Tiga Lima
Disway.--
Minatnya selama S-1 adalah di epidemiologi. Lalu masuk S-2, masih di Undip, di bidang sistem informasi manajemen kesehatan.
Sebenarnya Ningrum ingin S-2 nyi di luar negeri. Tapi setiap kali tes tidak bisa lulus. Kemampuan bahasa Inggrisnya kurang. TOEFL-nyi tidak bisa mencapai 600. Hanya 498. Padahal sudah banyak kursus. Akhirnya S-2 tetap di Undip.
Rezeki ke luar negeri itu datang di tahun 2012. Dikti mengirim 100 dosen untuk kursus pendek di Taiwan. Tiga bulan. Pilihan Taiwan karena tidak mensyaratkan Bahasa Inggris yang tinggi. Sistem kesehatan masyarakatnya pun sangat sukses.
Program itu mengantarkan Ningrum masuk S-3 di Taipei Medical University. Dia mengambil biomedical informatics.
Di sana Ningrum dibimbing oleh salah satu guru besar, peneliti, yang juga ketua asosiasi international medical informatics.

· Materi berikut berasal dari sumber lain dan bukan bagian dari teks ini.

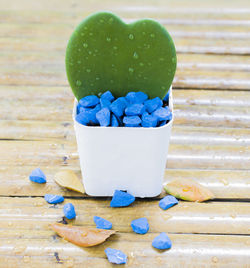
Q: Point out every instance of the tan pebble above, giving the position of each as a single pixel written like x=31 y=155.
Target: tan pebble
x=26 y=259
x=224 y=181
x=19 y=249
x=215 y=259
x=70 y=263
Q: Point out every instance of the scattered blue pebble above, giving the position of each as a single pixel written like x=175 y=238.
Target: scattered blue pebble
x=69 y=211
x=140 y=226
x=114 y=121
x=167 y=202
x=102 y=223
x=53 y=199
x=132 y=125
x=166 y=98
x=149 y=120
x=135 y=109
x=37 y=176
x=105 y=103
x=103 y=117
x=132 y=120
x=152 y=105
x=162 y=123
x=116 y=256
x=121 y=199
x=163 y=113
x=162 y=241
x=118 y=106
x=108 y=96
x=136 y=97
x=89 y=101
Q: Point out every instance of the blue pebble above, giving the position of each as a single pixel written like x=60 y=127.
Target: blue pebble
x=116 y=256
x=132 y=125
x=162 y=123
x=108 y=96
x=37 y=176
x=88 y=115
x=105 y=103
x=162 y=241
x=131 y=120
x=118 y=106
x=136 y=97
x=152 y=105
x=102 y=223
x=121 y=199
x=163 y=113
x=103 y=117
x=114 y=121
x=53 y=199
x=140 y=226
x=167 y=202
x=135 y=109
x=89 y=101
x=149 y=120
x=69 y=211
x=166 y=98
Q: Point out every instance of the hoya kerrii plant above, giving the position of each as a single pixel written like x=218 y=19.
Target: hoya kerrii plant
x=105 y=53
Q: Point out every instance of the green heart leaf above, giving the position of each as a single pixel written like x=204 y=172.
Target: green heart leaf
x=104 y=53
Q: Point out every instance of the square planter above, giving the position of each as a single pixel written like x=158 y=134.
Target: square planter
x=122 y=158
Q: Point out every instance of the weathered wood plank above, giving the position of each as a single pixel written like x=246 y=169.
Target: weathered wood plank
x=25 y=232
x=196 y=108
x=42 y=153
x=225 y=184
x=186 y=217
x=206 y=251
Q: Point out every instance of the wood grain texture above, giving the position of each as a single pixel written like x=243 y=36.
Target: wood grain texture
x=225 y=184
x=210 y=137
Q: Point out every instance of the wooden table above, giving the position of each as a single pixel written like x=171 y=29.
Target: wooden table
x=210 y=139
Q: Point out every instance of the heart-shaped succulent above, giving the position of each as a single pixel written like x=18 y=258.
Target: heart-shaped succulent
x=104 y=53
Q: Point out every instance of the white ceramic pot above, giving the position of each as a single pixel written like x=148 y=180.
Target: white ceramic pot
x=123 y=158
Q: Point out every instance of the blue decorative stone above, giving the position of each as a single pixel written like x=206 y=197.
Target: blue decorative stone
x=116 y=256
x=167 y=202
x=108 y=96
x=89 y=101
x=121 y=199
x=118 y=106
x=152 y=105
x=136 y=97
x=162 y=123
x=163 y=113
x=53 y=199
x=105 y=103
x=103 y=117
x=69 y=211
x=114 y=121
x=87 y=116
x=149 y=120
x=166 y=98
x=102 y=223
x=132 y=125
x=140 y=226
x=162 y=241
x=131 y=120
x=135 y=109
x=37 y=176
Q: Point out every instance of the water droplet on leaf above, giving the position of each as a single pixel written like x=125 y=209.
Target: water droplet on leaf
x=135 y=56
x=131 y=36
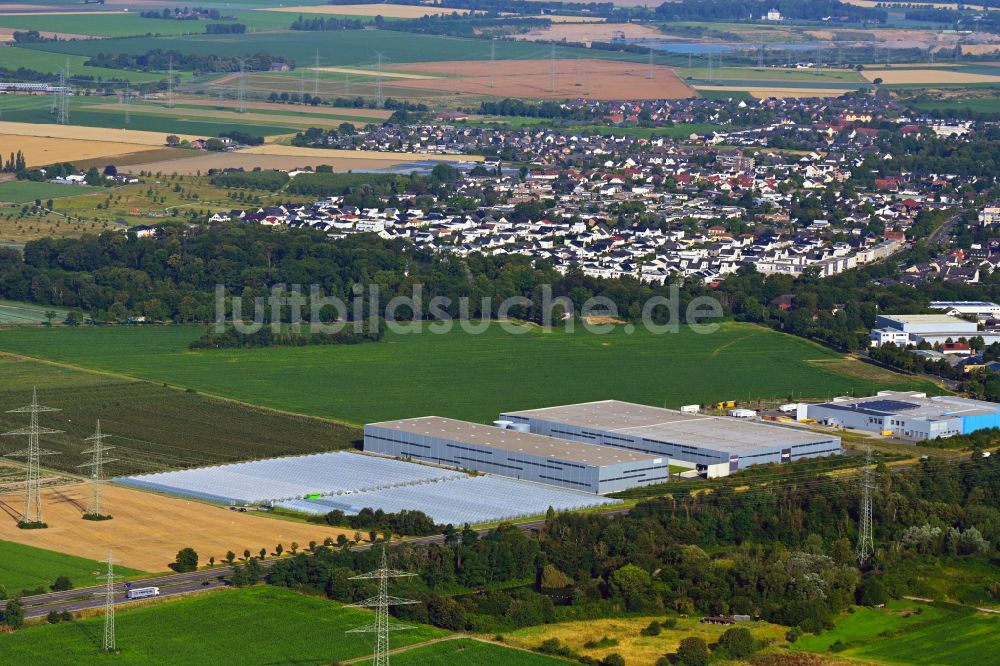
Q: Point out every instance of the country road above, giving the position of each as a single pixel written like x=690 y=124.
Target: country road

Salah satu publikasi Ningrum mengikuti temuan sang mentor. Yaitu bagaimana menggunakan big data untuk memprediksi penyakit apa yang akan berkembang di masyarakat setahun di depan. Big data itu berupa riwayat penyakit dan konsumsi obat pasien selama tiga tahun terakhir.
Fokus saat itu terutama untuk penyakit seperti kanker. Dengan artificial intelligent bisa dilakukan pencegahan. Juga bisa dilakukan deteksi dini. Dengan demikian terapinya optimal dan kesuksesan pengobatannya tinggi.
Di samping nyantrik di tokoh ilmuwan dunia Ningrum juga bergabung ke global burden disease collaborator. Itu dikelola oleh IHME Washington University, Amerika Serikat.
Di situ bergabung lebih dari 600 peneliti dari seluruh dunia. Terbanyak dari Tiongkok dan India. Yang dari Indonesia ada Ningrum.
Maka Ningrum pun, seperti Prof Dr Hermawan dari ITB, menganjurkan para peneliti untuk mengikuti jalan Ningrum.
Dina lama sekali di Taiwan: 7,5 tahun. Ketika berangkat tiga orang (dia, suami, dan satu anak). Ketika pulang lima orang. Dua anaknyi lahir di sana.
Saya pun mencoba mengirimi Ningrum WA dalam bahasa Mandarin. "Itu dia," jawabnyi. "Begitu lama di Taiwan gagal belajar bahasa Mandarin," tambahnyi.
Itu karena kampusnya full menggunakan bahasa Inggris. Bahkan Taiwan mendorong mahasiswa lokalnya untuk lebih berbahasa Inggris.
Ningrum hanya bisa bahasa setempat untuk belanja di pasar. Dia tidak pernah kesulitan untuk belanja yang tidak mengandung minyak babi. "Masyarakat di sini sangat menghormati pilihan orang. Juga sangat membantu. Sikap masyarakatnya sangat Islami. Hanya tidak bersyahadat," ujar Ningrum.
Mereka begitu semangat membantu mencarikan barang yang halal. Belum tentu kita mau mencarikan daging babi ketika giliran mereka yang minta bantu.